Statistical Experimental Design: Testing Differences in Means

Statistics is about making general conclusions based on specific evidence. One approach is based on hypothesis testing: we have a theory about the general (a null hypothesis), and we want to see whether our specific sample is consistent with that theory. This philosophy is made quantitative by following a standard recipe,
- Pose a null hypothesis about the world
- Define a test statistic that should detect departures from that null hypothesis
- Determine a reference distribution for that test statistic
- Compute the test statistic on your data, and see if it’s plausibly a draw from your reference distribution

Proceeding in this way, there are a few types of error

	Tested rejected	Test didn’t reject
Null is true	False alarm	Correct
Null is false	Correct	Missed detection

\(p\)-values. “Rejected” or “Not rejected” is only a very coarse description of how the data conforms to a theory. \(p\)-values give a measure of the degree of (im)plausibility of a test statistic under a given null hypothesis. The specific measure of plausibility will depend on the form of the test – we will see a specific example in the next set of notes.

Two Sample t-test

Motivating example: You have two ways of making concrete mortar. Is one stronger than the other? By default, you think they are equally strong. We can denote this (the null hypothesis) by,

\[ H_0: \mu_1 = \mu_2 \]

The alternative hypothesis is that the strengths are not equal,

\[ H_1: \mu_1 \neq \mu_2 \]

Our test statistic for detecting departures from this null will be,

\[ t_0 := \frac{\bar{y}_1 - \bar{y}_2}{S_p \sqrt{\frac{1}{n_1} + \frac{1}{n_2}}} \] where we define the pooled standard deviation by,

\[ S^2_p = \frac{\left(n_1 - 1\right)S_1^2 + \left(n_2 - 1\right)S_2^2}{n_1 + n_2 -2} \] and \(S_1\) and \(S_2\) are the usual standard deviations for each group individually. (consider what happens when \(n_1 = n_2 = n\))

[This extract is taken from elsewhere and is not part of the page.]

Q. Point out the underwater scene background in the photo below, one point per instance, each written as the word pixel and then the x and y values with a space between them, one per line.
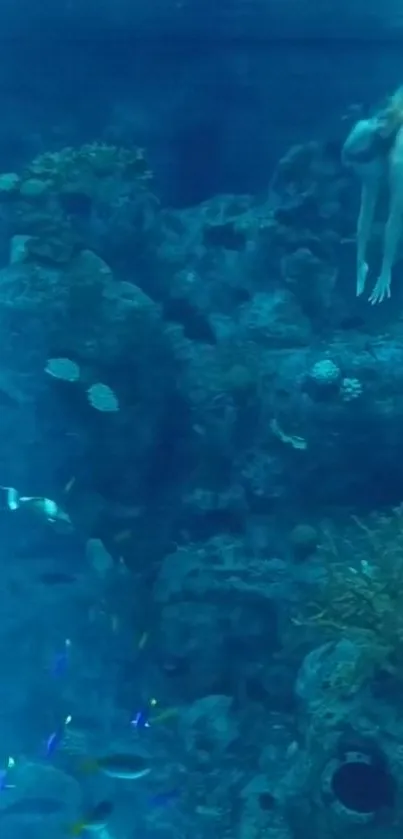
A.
pixel 201 415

Under the null hypothesis, this is a ratio between a standard normal and chi-square, so \(t_0\) is \(t\)-distributed with \(n_1 + n_2 - 2\) d.f. This gives reference distribution under the null.

Confidence intervals

Instead of thinking we know the mean and trying to reject it, why don’t we try to directly estimate it (with an error bar)? A 95% confidence interval is an interval \([L, U]\) satisfying,

\[ \mathbf{P}\left(\theta \in \left[L, U\right]\right) = 0.95 \]

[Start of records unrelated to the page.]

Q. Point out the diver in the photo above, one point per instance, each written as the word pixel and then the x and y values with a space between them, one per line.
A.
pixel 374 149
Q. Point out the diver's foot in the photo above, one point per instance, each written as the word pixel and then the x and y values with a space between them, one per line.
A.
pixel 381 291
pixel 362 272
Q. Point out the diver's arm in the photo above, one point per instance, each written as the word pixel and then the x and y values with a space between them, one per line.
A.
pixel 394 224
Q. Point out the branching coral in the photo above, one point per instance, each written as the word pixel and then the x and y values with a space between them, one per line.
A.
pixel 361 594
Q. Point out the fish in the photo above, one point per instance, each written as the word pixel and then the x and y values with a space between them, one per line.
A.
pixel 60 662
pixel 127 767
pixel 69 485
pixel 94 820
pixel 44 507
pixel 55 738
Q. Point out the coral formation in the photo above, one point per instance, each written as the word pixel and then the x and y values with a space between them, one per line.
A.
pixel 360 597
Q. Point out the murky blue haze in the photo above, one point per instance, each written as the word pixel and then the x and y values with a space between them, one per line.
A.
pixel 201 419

The randomness here is in \(L\) and \(U\). If we were being more formal, we would write those as functions of the (random) sample,

\[ \left[L\left(y_1, \dots, y_n\right), U\left(y_1, \dots, y_n\right)\right] \]

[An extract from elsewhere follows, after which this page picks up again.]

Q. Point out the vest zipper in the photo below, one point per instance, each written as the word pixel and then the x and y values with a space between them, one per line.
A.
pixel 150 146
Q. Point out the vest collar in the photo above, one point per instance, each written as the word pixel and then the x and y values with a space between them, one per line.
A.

To construct one for the two sample test, recall that, based on the \(t\)-distribution characterization from the probability-review lecture,

\[ P\left(\frac{\left(\bar{y}_1 - \bar{y}_2\right) - \left(\mu_1 - \mu_2\right)}{S_p\sqrt{\frac{2}{n}}} \in \left[t_{0.025, 2\left(n - 1\right)}, t_{0.975, 2\left(n - 1\right)}\right] \right) = 0.95 \]

To simplify the algebra, let

\[ T\left(y\right) := \bar{y}_1 - \bar{y}_2 \\ \theta := \mu_1 - \mu_2 \\ \hat{\sigma} := S_p\sqrt{\frac{2}{n}} \\ t_{0.025, 2\left(n - 1\right)} := t_{\text{left}} \\ t_{0.975, 2\left(n - 1\right)} := t_{\text{right}} \] so that the above expression reduces to,

\[ \mathbf{P}\left(\frac{T\left(y\right) - \theta}{\hat{\sigma}} \in \left[t_{\text{left}}, t_{\text{right}}\right]\right) = 0.95 \]

Now, if we rearrange terms, we find

\[ \mathbf{P}\left(\theta \in \left[T\left(y\right) - \hat{\sigma}t_{\text{right}}, T\left(y\right) - \hat{\sigma}t_{\text{left}}\right]\right) = 0.95 \] We can use the fact that \(t_{\text{left}} = -t_{\text{right}}\) to simplify the expression further to

\[ \mathbf{P}\left(\theta \in \left[T\left(y\right) - \hat{\sigma}t_{\text{right}}, T\left(y\right) + \hat{\sigma}t_{\text{right}}\right]\right) = 0.95 \] This is exactly the property that a confidence interval has to satisfy. Plugging in the original expressions gives the confidence interval for the difference in means, assuming shared variance.